Esterilização é a ausência de microrganismos viáveis.
Descontaminação é o acto de redução ou remoção de microrganismos.
Cada microrganismo tem uma resposta diferente, consoante o agente letal e a sua dose.
D10 é a dose que reduz a população inicial a 10%. Quanto maior for esta dose, menos letal é
o agente.
Para além dos agentes esterilizantes, há outros tipos de agentes ou processos que são
designados por desinfectantes e anti-sépticos. Estes agentes actuam ou por desnaturação
proteica ou por alteração da permeabilidade membranar. A diferença entre um desinfectante
e um anti-séptico, é que os anti-sépticos podem ser usados em contacto com o corpo humano,
enquanto que os desinfectantes são sempre usados em superfícies inanimadas, o que quer
dizer que estes compostos são tóxicos para o organismo humano. Têm mecanismos de acção
semelhantes e o mesmo objectivo, que é reduzir a carga microbiana.

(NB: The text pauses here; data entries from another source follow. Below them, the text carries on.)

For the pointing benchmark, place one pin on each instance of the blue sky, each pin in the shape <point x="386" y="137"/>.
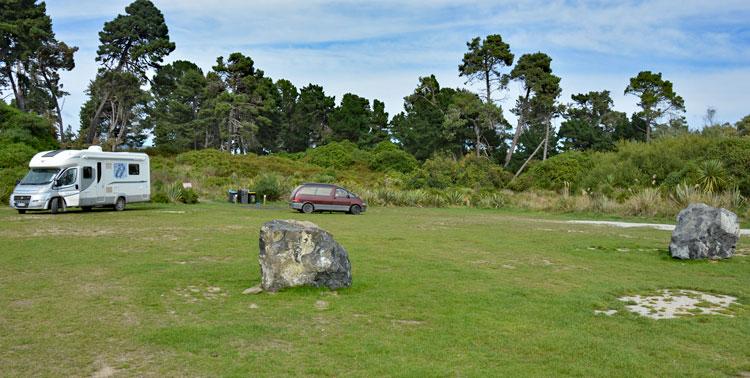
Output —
<point x="379" y="49"/>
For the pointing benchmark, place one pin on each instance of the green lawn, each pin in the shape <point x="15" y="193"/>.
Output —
<point x="156" y="290"/>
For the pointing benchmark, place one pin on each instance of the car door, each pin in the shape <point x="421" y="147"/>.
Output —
<point x="67" y="186"/>
<point x="341" y="200"/>
<point x="324" y="198"/>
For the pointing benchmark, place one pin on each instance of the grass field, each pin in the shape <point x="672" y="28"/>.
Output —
<point x="156" y="290"/>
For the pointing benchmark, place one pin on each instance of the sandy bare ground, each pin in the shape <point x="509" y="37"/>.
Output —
<point x="656" y="226"/>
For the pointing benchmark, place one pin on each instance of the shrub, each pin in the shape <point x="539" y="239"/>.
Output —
<point x="173" y="192"/>
<point x="15" y="155"/>
<point x="481" y="173"/>
<point x="388" y="157"/>
<point x="712" y="176"/>
<point x="338" y="155"/>
<point x="270" y="185"/>
<point x="553" y="173"/>
<point x="189" y="196"/>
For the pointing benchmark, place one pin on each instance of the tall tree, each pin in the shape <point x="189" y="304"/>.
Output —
<point x="743" y="125"/>
<point x="464" y="122"/>
<point x="245" y="107"/>
<point x="178" y="90"/>
<point x="419" y="129"/>
<point x="124" y="113"/>
<point x="310" y="124"/>
<point x="52" y="57"/>
<point x="536" y="104"/>
<point x="134" y="42"/>
<point x="287" y="102"/>
<point x="351" y="120"/>
<point x="590" y="122"/>
<point x="656" y="98"/>
<point x="483" y="62"/>
<point x="24" y="27"/>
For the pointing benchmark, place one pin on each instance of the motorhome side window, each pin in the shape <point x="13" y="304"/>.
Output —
<point x="69" y="177"/>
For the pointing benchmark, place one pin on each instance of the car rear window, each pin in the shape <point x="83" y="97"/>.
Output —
<point x="307" y="190"/>
<point x="323" y="191"/>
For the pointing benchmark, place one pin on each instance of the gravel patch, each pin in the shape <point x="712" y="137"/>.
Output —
<point x="656" y="226"/>
<point x="670" y="304"/>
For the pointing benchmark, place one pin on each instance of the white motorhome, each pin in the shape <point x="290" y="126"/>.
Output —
<point x="61" y="179"/>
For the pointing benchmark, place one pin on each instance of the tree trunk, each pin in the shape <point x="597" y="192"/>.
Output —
<point x="519" y="128"/>
<point x="528" y="160"/>
<point x="93" y="131"/>
<point x="20" y="103"/>
<point x="53" y="91"/>
<point x="478" y="135"/>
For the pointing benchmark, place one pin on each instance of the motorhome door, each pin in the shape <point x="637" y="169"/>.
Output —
<point x="67" y="186"/>
<point x="89" y="188"/>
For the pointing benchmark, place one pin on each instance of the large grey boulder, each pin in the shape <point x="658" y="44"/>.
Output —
<point x="703" y="232"/>
<point x="296" y="253"/>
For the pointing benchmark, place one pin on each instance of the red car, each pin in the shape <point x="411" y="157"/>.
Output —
<point x="307" y="198"/>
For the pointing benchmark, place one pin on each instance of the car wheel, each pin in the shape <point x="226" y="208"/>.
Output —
<point x="120" y="204"/>
<point x="307" y="208"/>
<point x="54" y="206"/>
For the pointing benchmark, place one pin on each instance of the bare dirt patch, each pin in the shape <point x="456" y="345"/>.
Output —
<point x="194" y="294"/>
<point x="670" y="304"/>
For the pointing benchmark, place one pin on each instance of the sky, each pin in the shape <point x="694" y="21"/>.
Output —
<point x="379" y="49"/>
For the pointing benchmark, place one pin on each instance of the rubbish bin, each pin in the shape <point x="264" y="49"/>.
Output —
<point x="232" y="196"/>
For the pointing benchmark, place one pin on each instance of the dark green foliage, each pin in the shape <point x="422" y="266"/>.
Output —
<point x="484" y="60"/>
<point x="590" y="123"/>
<point x="189" y="196"/>
<point x="30" y="129"/>
<point x="555" y="172"/>
<point x="356" y="122"/>
<point x="388" y="157"/>
<point x="310" y="121"/>
<point x="656" y="98"/>
<point x="21" y="136"/>
<point x="24" y="27"/>
<point x="178" y="90"/>
<point x="536" y="106"/>
<point x="269" y="185"/>
<point x="15" y="155"/>
<point x="665" y="162"/>
<point x="419" y="128"/>
<point x="743" y="125"/>
<point x="130" y="44"/>
<point x="135" y="41"/>
<point x="442" y="172"/>
<point x="338" y="155"/>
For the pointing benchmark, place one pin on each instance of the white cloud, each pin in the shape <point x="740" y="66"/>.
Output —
<point x="379" y="49"/>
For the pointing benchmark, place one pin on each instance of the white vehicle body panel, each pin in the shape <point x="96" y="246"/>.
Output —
<point x="87" y="178"/>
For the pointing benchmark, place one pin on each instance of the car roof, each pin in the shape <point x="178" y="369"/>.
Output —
<point x="319" y="184"/>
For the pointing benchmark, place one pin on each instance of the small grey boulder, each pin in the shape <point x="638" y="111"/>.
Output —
<point x="296" y="253"/>
<point x="704" y="232"/>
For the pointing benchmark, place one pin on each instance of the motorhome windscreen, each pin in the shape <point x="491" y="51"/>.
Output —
<point x="39" y="176"/>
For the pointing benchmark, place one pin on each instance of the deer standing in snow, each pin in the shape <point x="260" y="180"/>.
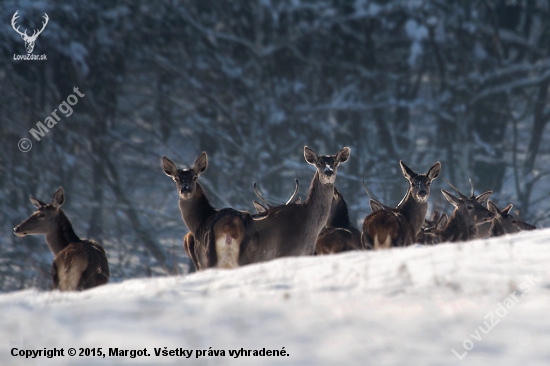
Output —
<point x="78" y="264"/>
<point x="504" y="223"/>
<point x="260" y="208"/>
<point x="338" y="235"/>
<point x="391" y="227"/>
<point x="468" y="215"/>
<point x="217" y="238"/>
<point x="292" y="230"/>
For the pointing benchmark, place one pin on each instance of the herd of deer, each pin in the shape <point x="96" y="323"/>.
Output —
<point x="229" y="238"/>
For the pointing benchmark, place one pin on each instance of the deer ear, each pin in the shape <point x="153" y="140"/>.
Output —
<point x="169" y="167"/>
<point x="434" y="171"/>
<point x="36" y="203"/>
<point x="493" y="208"/>
<point x="259" y="207"/>
<point x="310" y="156"/>
<point x="201" y="163"/>
<point x="442" y="221"/>
<point x="506" y="210"/>
<point x="483" y="197"/>
<point x="407" y="172"/>
<point x="376" y="206"/>
<point x="58" y="198"/>
<point x="455" y="201"/>
<point x="343" y="155"/>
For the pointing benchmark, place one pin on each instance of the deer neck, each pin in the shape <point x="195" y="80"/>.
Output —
<point x="339" y="214"/>
<point x="457" y="229"/>
<point x="414" y="211"/>
<point x="196" y="210"/>
<point x="62" y="235"/>
<point x="318" y="201"/>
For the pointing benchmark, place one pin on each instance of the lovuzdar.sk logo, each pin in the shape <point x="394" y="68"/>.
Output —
<point x="29" y="40"/>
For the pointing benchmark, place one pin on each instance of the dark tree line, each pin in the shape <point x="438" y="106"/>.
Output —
<point x="251" y="83"/>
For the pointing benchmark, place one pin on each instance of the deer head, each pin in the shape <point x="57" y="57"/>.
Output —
<point x="419" y="184"/>
<point x="471" y="208"/>
<point x="509" y="223"/>
<point x="326" y="165"/>
<point x="44" y="219"/>
<point x="186" y="179"/>
<point x="29" y="40"/>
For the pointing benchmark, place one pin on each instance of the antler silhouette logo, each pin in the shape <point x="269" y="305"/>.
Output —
<point x="29" y="40"/>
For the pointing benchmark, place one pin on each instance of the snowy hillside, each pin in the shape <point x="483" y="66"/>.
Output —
<point x="397" y="307"/>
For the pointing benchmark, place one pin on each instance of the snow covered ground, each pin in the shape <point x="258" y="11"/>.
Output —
<point x="409" y="306"/>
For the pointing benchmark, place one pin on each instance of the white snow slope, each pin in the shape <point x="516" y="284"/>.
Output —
<point x="409" y="306"/>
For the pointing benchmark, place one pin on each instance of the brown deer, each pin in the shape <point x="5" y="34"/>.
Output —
<point x="428" y="233"/>
<point x="375" y="204"/>
<point x="78" y="264"/>
<point x="468" y="215"/>
<point x="398" y="226"/>
<point x="338" y="235"/>
<point x="291" y="230"/>
<point x="486" y="229"/>
<point x="219" y="238"/>
<point x="260" y="209"/>
<point x="504" y="223"/>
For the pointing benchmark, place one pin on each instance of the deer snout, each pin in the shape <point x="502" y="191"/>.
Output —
<point x="17" y="231"/>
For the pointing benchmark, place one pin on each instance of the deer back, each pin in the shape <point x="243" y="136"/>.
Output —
<point x="338" y="235"/>
<point x="78" y="264"/>
<point x="292" y="230"/>
<point x="398" y="226"/>
<point x="466" y="218"/>
<point x="219" y="238"/>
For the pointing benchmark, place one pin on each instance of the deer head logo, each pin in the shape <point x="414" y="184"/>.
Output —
<point x="29" y="40"/>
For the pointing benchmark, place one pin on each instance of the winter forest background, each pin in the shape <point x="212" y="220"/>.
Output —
<point x="251" y="83"/>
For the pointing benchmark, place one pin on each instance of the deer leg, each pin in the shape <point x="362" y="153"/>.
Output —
<point x="55" y="277"/>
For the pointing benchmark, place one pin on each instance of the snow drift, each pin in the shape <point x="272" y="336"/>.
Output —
<point x="470" y="304"/>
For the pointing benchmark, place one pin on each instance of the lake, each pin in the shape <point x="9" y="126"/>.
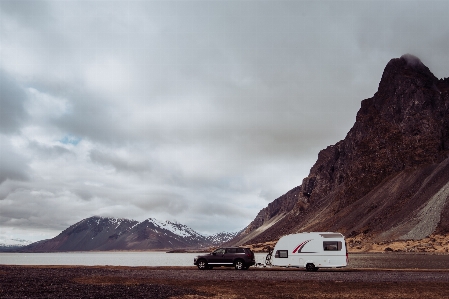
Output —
<point x="367" y="260"/>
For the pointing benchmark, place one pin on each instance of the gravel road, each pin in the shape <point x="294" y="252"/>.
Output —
<point x="191" y="283"/>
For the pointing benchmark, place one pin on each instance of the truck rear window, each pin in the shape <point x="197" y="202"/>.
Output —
<point x="332" y="245"/>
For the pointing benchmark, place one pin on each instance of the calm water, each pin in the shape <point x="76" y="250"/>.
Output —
<point x="371" y="260"/>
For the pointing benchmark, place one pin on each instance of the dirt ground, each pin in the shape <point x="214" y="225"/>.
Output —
<point x="191" y="283"/>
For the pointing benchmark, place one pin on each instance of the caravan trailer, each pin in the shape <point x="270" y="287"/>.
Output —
<point x="310" y="250"/>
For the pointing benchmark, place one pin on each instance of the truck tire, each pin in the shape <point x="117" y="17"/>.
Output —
<point x="202" y="265"/>
<point x="311" y="267"/>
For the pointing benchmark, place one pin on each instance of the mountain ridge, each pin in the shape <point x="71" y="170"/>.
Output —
<point x="381" y="182"/>
<point x="105" y="234"/>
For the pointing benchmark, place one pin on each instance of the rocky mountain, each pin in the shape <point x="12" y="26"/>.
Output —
<point x="100" y="233"/>
<point x="387" y="180"/>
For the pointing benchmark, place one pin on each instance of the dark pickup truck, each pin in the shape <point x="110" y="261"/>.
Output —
<point x="237" y="257"/>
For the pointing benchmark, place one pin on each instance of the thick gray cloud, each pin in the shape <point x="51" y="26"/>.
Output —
<point x="195" y="111"/>
<point x="12" y="98"/>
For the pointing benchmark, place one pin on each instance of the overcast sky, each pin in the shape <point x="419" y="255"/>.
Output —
<point x="200" y="112"/>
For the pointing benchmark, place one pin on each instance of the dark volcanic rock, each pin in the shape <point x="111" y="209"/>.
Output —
<point x="399" y="143"/>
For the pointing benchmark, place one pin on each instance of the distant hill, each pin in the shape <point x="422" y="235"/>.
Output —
<point x="100" y="233"/>
<point x="387" y="180"/>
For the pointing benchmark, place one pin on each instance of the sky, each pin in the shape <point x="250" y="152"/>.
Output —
<point x="200" y="112"/>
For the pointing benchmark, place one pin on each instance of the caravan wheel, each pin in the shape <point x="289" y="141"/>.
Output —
<point x="239" y="265"/>
<point x="311" y="267"/>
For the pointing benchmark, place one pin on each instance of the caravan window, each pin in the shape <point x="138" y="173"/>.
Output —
<point x="332" y="245"/>
<point x="281" y="253"/>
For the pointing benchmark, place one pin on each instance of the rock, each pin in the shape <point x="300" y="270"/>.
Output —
<point x="376" y="180"/>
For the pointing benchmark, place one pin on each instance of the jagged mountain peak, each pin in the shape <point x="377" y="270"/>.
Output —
<point x="391" y="164"/>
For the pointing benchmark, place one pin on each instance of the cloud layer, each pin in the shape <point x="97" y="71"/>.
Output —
<point x="197" y="111"/>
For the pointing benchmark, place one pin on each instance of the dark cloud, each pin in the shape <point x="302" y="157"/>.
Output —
<point x="13" y="166"/>
<point x="195" y="111"/>
<point x="12" y="99"/>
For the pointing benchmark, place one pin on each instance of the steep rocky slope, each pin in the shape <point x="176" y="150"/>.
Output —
<point x="388" y="179"/>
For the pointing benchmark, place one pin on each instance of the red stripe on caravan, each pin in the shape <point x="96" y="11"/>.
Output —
<point x="300" y="246"/>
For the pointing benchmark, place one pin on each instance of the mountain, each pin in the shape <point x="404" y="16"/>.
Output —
<point x="387" y="180"/>
<point x="12" y="244"/>
<point x="102" y="233"/>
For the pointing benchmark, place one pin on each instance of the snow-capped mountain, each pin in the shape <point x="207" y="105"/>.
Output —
<point x="103" y="233"/>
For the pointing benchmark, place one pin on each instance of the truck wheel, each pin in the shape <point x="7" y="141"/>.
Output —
<point x="202" y="265"/>
<point x="311" y="267"/>
<point x="239" y="265"/>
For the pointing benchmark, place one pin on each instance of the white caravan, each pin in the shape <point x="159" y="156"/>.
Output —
<point x="310" y="250"/>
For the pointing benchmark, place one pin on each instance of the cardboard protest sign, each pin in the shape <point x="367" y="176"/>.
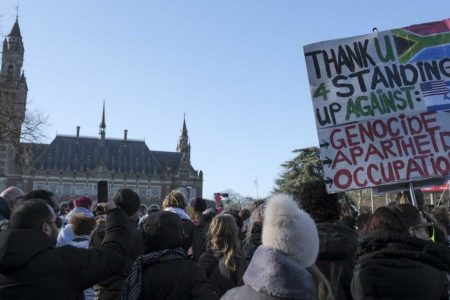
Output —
<point x="378" y="101"/>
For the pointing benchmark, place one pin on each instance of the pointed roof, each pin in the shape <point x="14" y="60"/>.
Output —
<point x="15" y="31"/>
<point x="184" y="129"/>
<point x="103" y="123"/>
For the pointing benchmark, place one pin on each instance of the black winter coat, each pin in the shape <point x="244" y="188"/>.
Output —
<point x="219" y="277"/>
<point x="338" y="244"/>
<point x="175" y="280"/>
<point x="109" y="289"/>
<point x="31" y="268"/>
<point x="393" y="266"/>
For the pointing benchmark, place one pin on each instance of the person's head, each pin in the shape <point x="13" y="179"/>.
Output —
<point x="81" y="224"/>
<point x="36" y="214"/>
<point x="199" y="206"/>
<point x="85" y="202"/>
<point x="244" y="214"/>
<point x="362" y="223"/>
<point x="46" y="196"/>
<point x="290" y="230"/>
<point x="256" y="203"/>
<point x="223" y="234"/>
<point x="209" y="214"/>
<point x="12" y="195"/>
<point x="400" y="218"/>
<point x="174" y="199"/>
<point x="129" y="201"/>
<point x="255" y="225"/>
<point x="315" y="200"/>
<point x="162" y="230"/>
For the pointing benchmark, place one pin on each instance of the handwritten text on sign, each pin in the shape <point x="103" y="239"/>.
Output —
<point x="387" y="150"/>
<point x="390" y="72"/>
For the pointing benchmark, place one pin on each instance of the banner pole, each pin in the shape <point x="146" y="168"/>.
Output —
<point x="413" y="195"/>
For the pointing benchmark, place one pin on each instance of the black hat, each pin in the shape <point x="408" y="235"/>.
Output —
<point x="199" y="205"/>
<point x="128" y="200"/>
<point x="162" y="230"/>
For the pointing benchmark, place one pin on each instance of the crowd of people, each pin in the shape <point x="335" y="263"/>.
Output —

Dentro deste combate ao crescimento dos microrganismos, o que nos interessa mais é
impedir a multiplicação e o crescimento de microrganismos no nosso organismo, ou seja,
combater organismos patogénicos. Esse combate pode ser feito com alguns anti-sépticos.

Porque é que quando nos espetamos com um prego, desinfectamos com água oxigenada?
Porque o grande problema é o agente do tétano, que é Clostridium tetanica, que é um
esporulado e anaeróbio estrito. Portanto a utilização de água oxigenada significa que, mesmo
que C. tetanica tenha a enzima catalase, não tem superóxido dismutase (SOD), e aquela água
oxigenada vai entrar para dentro das células e criar diferenças no potencial, morrendo as
mesmas.
Para além dos anti-sépticos são utilizados um conjunto de compostos que têm uma
terapêutica anti-microbiana, que são os antibióticos.